Tuesday, April 29, 2008

On Leaving Kolkata

The auto rickshaw driver and I made our way through the twilight and tight traffic on the bridge into a tighter matrix of vehicles that had turned off the main road so as to reach the Howdah railway station. We moved slowly, a half a foot, a foot and a half. To the left of traffic and between this flow and the next, there stood a concrete block, which supported a pair of poles, which in turned supported a large sign. I would never have paid attention to it except for a little boy of about two years old who sat on the block, legs dangling down. He wept from as deeply in his gut as you can bring up a cry. His clothes were dirty, his hair closely cropped, and he was very much alone, something I had not seen before. Babies ride on their mother’s hip. What was this kid doing out here alone?
At the time I decided that the mother had stepped away for some reason but the answer wasn’t good enough. If it were, I’d probably forgotten the boy by now. The question comes back in the quiet time, when emergencies have emerged and been dealt with, when another “something new” has become part of the fabric of memory. What was this kid doing out there, sitting on a block of concrete in the last minutes of a faded day?
When I was small, my parents left me to run an errand, to do this or that. I remember that the longest time you could put into words was, “She’ll be back in a little while.” Once my grandmother thought I was old enough to sit in a barber chair while she took care of some other business. Mother took me to be photo studio and left me there with the photographer. He told me, “She’ll be back in a little while.”

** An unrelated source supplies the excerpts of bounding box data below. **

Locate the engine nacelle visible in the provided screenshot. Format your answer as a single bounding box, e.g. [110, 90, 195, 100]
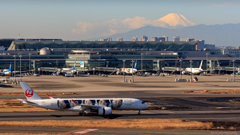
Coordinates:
[98, 107, 112, 115]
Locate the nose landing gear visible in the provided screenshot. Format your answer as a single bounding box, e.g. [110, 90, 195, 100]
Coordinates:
[138, 110, 142, 115]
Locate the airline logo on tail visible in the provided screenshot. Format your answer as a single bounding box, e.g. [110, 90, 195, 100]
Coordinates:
[25, 89, 33, 97]
[199, 60, 203, 69]
[134, 60, 137, 69]
[73, 61, 76, 69]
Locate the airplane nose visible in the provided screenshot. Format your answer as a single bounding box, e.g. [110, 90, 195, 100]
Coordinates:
[144, 104, 148, 109]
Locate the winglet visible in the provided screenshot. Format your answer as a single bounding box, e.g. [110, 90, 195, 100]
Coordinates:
[199, 60, 203, 69]
[72, 99, 79, 105]
[47, 94, 54, 99]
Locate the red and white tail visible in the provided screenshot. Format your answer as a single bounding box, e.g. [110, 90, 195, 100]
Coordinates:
[72, 99, 79, 105]
[47, 94, 54, 99]
[20, 82, 42, 100]
[199, 60, 203, 69]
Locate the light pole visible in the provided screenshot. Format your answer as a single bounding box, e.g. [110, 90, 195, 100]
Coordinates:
[190, 60, 192, 81]
[123, 60, 126, 82]
[132, 60, 134, 83]
[141, 53, 143, 71]
[233, 60, 235, 82]
[179, 59, 182, 79]
[13, 55, 16, 83]
[19, 55, 22, 82]
[206, 53, 209, 72]
[29, 53, 31, 75]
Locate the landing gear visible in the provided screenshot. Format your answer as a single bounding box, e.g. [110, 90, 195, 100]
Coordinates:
[138, 110, 142, 115]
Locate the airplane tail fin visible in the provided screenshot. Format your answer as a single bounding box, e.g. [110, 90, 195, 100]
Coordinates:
[73, 61, 76, 69]
[199, 60, 203, 69]
[20, 82, 42, 101]
[134, 60, 137, 69]
[217, 61, 220, 67]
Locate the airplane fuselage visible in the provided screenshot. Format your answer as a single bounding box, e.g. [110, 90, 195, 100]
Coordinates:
[183, 68, 202, 74]
[23, 98, 147, 112]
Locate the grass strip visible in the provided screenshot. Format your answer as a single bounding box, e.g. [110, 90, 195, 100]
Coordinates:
[0, 119, 213, 129]
[184, 90, 240, 94]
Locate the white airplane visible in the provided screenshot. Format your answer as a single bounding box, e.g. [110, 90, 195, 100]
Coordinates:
[61, 61, 77, 74]
[121, 60, 137, 74]
[182, 60, 203, 74]
[2, 63, 12, 75]
[18, 82, 148, 115]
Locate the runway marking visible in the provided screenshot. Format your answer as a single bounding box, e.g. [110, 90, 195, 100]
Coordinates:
[74, 129, 98, 134]
[208, 106, 238, 109]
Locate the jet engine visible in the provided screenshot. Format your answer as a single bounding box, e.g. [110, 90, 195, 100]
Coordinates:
[98, 107, 112, 115]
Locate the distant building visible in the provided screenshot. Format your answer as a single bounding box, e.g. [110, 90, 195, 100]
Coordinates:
[235, 46, 240, 49]
[141, 35, 148, 41]
[132, 37, 138, 41]
[181, 38, 194, 42]
[117, 37, 123, 41]
[152, 37, 166, 42]
[162, 36, 168, 41]
[173, 36, 180, 42]
[0, 46, 5, 51]
[204, 44, 215, 49]
[0, 38, 15, 49]
[16, 38, 62, 42]
[100, 38, 112, 42]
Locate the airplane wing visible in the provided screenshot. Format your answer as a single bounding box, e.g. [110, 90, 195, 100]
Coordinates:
[72, 100, 101, 109]
[17, 98, 36, 104]
[47, 94, 54, 99]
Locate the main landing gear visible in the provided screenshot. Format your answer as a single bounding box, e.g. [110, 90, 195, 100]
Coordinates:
[78, 112, 90, 116]
[138, 110, 142, 115]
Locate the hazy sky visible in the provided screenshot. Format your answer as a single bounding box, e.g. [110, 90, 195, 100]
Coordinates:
[0, 0, 240, 40]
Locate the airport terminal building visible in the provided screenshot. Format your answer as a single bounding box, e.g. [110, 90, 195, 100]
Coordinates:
[0, 39, 240, 73]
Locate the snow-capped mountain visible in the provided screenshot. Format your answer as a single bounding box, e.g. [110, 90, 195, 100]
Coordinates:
[158, 13, 196, 28]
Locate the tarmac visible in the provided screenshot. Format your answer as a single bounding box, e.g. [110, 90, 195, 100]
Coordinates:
[0, 127, 233, 135]
[0, 75, 240, 135]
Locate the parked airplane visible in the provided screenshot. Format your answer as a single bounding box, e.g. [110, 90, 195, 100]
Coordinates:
[182, 60, 203, 74]
[61, 61, 77, 74]
[18, 82, 148, 115]
[121, 60, 137, 74]
[3, 63, 12, 75]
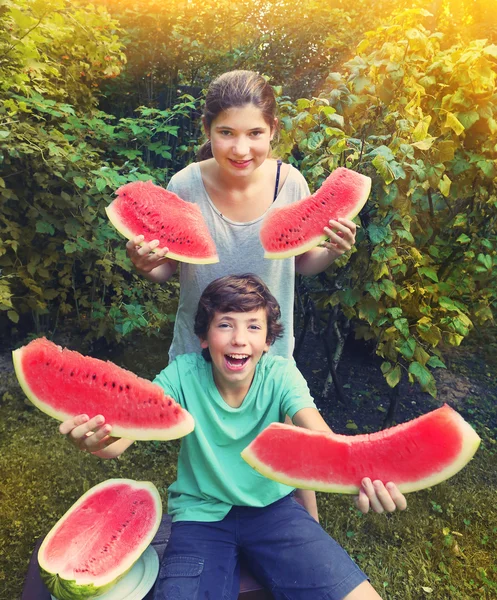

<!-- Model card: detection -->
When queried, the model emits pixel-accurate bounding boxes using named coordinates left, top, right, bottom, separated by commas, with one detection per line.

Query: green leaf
left=368, top=223, right=390, bottom=244
left=73, top=177, right=86, bottom=189
left=409, top=361, right=433, bottom=388
left=379, top=279, right=397, bottom=299
left=7, top=310, right=19, bottom=323
left=36, top=221, right=55, bottom=235
left=426, top=356, right=447, bottom=369
left=95, top=178, right=107, bottom=192
left=418, top=267, right=438, bottom=283
left=385, top=365, right=402, bottom=388
left=444, top=112, right=464, bottom=135
left=393, top=318, right=409, bottom=338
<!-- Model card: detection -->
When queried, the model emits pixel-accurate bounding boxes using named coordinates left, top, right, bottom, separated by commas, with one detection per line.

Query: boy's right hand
left=126, top=235, right=171, bottom=273
left=59, top=415, right=118, bottom=452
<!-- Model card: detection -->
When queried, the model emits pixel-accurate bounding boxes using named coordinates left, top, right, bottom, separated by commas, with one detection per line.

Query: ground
left=297, top=329, right=497, bottom=433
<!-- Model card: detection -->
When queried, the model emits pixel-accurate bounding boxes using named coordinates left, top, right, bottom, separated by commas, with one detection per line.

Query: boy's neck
left=213, top=371, right=253, bottom=408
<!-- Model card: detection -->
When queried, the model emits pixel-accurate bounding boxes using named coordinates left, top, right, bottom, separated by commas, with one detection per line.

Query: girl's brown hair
left=197, top=71, right=276, bottom=161
left=194, top=273, right=283, bottom=361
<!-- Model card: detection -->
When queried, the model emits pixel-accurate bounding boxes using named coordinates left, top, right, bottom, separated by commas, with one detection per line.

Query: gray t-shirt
left=167, top=163, right=310, bottom=361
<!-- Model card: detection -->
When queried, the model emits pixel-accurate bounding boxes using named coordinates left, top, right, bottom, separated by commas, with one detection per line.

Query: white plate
left=51, top=546, right=159, bottom=600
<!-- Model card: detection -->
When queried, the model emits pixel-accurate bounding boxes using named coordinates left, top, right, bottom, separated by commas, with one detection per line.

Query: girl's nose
left=233, top=138, right=249, bottom=156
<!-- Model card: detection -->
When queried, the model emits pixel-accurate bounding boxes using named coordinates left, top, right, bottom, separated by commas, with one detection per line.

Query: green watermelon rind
left=12, top=344, right=195, bottom=441
left=38, top=479, right=162, bottom=600
left=261, top=170, right=372, bottom=260
left=241, top=405, right=481, bottom=494
left=105, top=200, right=219, bottom=265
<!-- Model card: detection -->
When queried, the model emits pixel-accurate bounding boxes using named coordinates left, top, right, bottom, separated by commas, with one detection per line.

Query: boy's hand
left=354, top=477, right=407, bottom=514
left=126, top=235, right=170, bottom=273
left=320, top=218, right=357, bottom=258
left=59, top=415, right=118, bottom=452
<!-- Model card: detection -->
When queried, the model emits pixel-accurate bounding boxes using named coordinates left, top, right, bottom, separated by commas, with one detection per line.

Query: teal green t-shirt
left=154, top=354, right=315, bottom=521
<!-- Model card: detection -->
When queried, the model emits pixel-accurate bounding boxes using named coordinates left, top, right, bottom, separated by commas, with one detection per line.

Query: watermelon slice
left=105, top=181, right=219, bottom=264
left=242, top=404, right=480, bottom=494
left=38, top=479, right=162, bottom=600
left=260, top=167, right=371, bottom=258
left=12, top=338, right=194, bottom=440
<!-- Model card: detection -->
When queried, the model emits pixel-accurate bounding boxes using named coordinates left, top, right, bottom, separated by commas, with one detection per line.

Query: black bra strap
left=273, top=158, right=282, bottom=202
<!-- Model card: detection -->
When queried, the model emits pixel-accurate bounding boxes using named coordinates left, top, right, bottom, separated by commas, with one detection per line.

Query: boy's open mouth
left=224, top=354, right=249, bottom=369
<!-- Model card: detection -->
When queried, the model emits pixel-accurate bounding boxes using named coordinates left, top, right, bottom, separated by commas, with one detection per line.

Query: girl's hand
left=321, top=218, right=357, bottom=258
left=354, top=477, right=407, bottom=514
left=59, top=415, right=118, bottom=452
left=126, top=235, right=170, bottom=273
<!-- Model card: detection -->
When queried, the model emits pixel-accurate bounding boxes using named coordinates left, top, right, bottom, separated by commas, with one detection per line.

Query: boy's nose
left=232, top=329, right=246, bottom=346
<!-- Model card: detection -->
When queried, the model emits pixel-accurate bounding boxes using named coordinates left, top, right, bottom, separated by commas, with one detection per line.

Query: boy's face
left=201, top=308, right=269, bottom=391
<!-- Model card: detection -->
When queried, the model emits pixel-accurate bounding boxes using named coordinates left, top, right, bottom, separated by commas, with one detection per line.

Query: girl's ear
left=269, top=117, right=278, bottom=141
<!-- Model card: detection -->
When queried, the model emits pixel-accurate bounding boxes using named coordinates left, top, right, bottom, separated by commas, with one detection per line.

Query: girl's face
left=204, top=104, right=277, bottom=177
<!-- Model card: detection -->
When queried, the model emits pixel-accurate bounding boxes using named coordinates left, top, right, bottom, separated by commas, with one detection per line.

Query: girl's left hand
left=320, top=218, right=357, bottom=258
left=355, top=477, right=407, bottom=514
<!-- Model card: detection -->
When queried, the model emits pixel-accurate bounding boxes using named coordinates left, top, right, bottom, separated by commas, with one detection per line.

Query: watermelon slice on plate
left=260, top=167, right=371, bottom=258
left=12, top=338, right=194, bottom=440
left=242, top=404, right=481, bottom=494
left=38, top=479, right=162, bottom=600
left=105, top=181, right=219, bottom=264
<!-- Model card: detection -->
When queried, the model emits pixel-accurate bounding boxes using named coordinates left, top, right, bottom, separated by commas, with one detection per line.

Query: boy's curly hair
left=194, top=273, right=283, bottom=361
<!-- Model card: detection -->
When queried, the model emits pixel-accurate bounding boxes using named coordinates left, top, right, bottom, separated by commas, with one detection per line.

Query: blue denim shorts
left=154, top=495, right=367, bottom=600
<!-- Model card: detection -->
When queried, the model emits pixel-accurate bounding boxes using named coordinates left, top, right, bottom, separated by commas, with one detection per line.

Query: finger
left=59, top=415, right=90, bottom=435
left=354, top=488, right=369, bottom=514
left=329, top=219, right=356, bottom=240
left=67, top=415, right=105, bottom=445
left=385, top=481, right=407, bottom=510
left=337, top=217, right=359, bottom=235
left=362, top=477, right=384, bottom=513
left=373, top=480, right=396, bottom=512
left=324, top=227, right=352, bottom=252
left=79, top=424, right=116, bottom=452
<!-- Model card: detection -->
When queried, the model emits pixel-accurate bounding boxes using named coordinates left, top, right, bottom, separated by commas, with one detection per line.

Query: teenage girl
left=126, top=71, right=356, bottom=361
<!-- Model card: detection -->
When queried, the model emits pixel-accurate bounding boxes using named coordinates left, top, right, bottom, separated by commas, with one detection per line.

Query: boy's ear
left=202, top=117, right=211, bottom=139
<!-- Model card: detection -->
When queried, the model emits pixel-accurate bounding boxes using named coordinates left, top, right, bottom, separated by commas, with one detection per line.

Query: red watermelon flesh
left=242, top=405, right=480, bottom=494
left=105, top=181, right=219, bottom=264
left=260, top=167, right=371, bottom=258
left=12, top=338, right=194, bottom=440
left=38, top=479, right=162, bottom=600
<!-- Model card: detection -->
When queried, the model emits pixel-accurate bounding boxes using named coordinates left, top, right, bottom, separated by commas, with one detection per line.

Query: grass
left=0, top=336, right=497, bottom=600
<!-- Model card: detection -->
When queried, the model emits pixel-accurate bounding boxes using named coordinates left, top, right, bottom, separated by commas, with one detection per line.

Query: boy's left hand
left=354, top=477, right=407, bottom=514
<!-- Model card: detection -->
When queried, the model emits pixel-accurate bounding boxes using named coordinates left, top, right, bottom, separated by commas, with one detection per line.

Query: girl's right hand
left=59, top=415, right=118, bottom=452
left=126, top=235, right=170, bottom=273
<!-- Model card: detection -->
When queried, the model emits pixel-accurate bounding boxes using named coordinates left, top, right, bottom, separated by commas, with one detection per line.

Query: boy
left=60, top=274, right=405, bottom=600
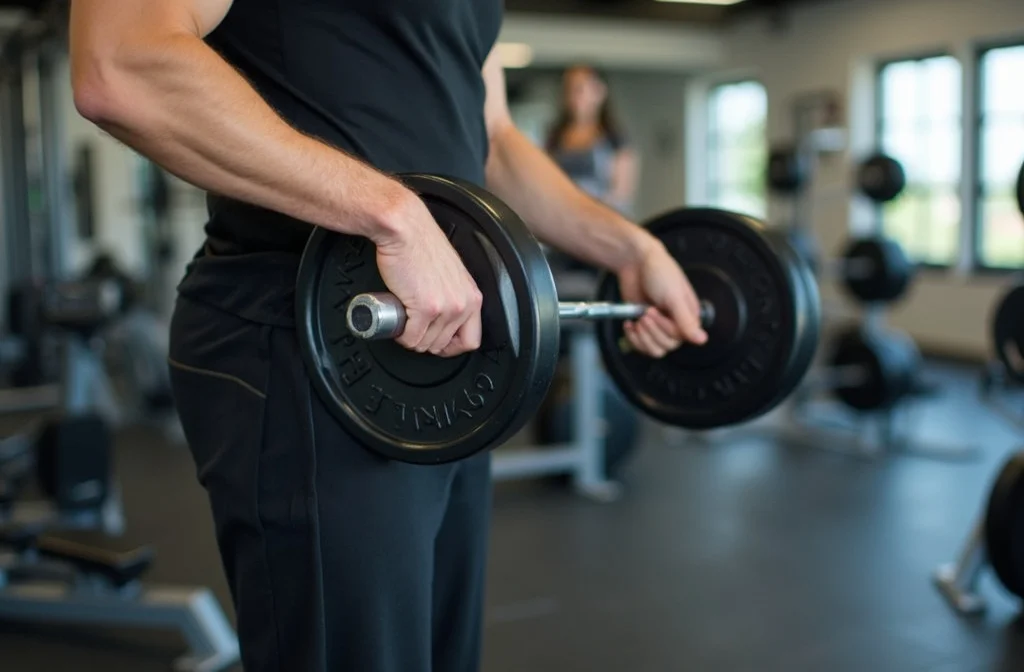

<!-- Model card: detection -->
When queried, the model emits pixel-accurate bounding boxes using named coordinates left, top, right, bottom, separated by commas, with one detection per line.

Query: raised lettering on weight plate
left=338, top=350, right=374, bottom=387
left=362, top=385, right=390, bottom=415
left=473, top=373, right=495, bottom=392
left=413, top=406, right=437, bottom=431
left=480, top=343, right=505, bottom=364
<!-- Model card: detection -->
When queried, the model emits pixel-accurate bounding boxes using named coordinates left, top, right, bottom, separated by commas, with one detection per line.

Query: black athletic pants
left=170, top=254, right=490, bottom=672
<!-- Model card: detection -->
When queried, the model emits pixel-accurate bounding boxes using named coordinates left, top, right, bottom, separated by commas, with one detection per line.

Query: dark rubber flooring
left=0, top=367, right=1024, bottom=672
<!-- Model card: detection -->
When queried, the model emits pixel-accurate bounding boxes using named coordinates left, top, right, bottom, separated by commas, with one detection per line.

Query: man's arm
left=483, top=51, right=656, bottom=271
left=483, top=51, right=708, bottom=348
left=71, top=0, right=415, bottom=240
left=71, top=0, right=481, bottom=355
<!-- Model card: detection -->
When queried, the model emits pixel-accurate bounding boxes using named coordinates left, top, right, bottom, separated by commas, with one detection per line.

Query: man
left=71, top=0, right=706, bottom=672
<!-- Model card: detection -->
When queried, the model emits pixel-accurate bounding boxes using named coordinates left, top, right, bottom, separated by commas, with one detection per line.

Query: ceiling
left=0, top=0, right=799, bottom=23
left=505, top=0, right=810, bottom=25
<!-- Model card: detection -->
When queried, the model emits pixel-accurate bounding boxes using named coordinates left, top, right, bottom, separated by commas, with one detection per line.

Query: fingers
left=669, top=284, right=708, bottom=345
left=430, top=293, right=483, bottom=358
left=637, top=309, right=683, bottom=352
left=440, top=311, right=483, bottom=358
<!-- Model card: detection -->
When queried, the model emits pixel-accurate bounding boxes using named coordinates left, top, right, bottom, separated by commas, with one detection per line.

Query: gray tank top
left=551, top=137, right=620, bottom=207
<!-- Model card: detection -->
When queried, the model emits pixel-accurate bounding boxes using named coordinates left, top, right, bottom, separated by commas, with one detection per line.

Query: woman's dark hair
left=547, top=65, right=625, bottom=152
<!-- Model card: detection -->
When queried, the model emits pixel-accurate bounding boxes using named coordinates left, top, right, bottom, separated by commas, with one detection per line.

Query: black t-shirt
left=200, top=0, right=503, bottom=253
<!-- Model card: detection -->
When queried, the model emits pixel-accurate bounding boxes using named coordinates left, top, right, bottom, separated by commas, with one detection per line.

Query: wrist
left=613, top=222, right=664, bottom=272
left=352, top=175, right=415, bottom=247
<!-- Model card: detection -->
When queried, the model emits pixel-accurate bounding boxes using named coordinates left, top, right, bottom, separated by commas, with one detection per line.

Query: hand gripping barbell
left=296, top=175, right=820, bottom=464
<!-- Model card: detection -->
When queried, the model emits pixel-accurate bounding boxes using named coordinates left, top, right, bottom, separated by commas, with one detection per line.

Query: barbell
left=296, top=174, right=820, bottom=464
left=345, top=292, right=715, bottom=340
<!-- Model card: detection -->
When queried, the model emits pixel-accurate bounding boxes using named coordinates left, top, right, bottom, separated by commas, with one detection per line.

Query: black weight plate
left=296, top=175, right=558, bottom=464
left=857, top=154, right=906, bottom=203
left=842, top=236, right=916, bottom=303
left=765, top=229, right=821, bottom=413
left=766, top=146, right=810, bottom=194
left=1017, top=165, right=1024, bottom=214
left=992, top=284, right=1024, bottom=383
left=597, top=209, right=807, bottom=429
left=983, top=451, right=1024, bottom=598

If this boy was the sympathy half of a begging team, he might have been left because he had grown old enough to walk and not be carried. He might have been replaced by a younger brother or sister. If that were so, what must the mother be going through at that moment. The baby was left on a concrete block between two steel poles in place of bulrushes. A pharos’s daughter might not be along for a while, if ever.
The idea that the mother had just stepped away lodged in my head and we drove on but the memory of tears falling makes the question restless and come again for an answer. Somewhere out there in the always-in-motion sea of bobbing heads, there was a woman, who was dieing while she kept in step with the crowd.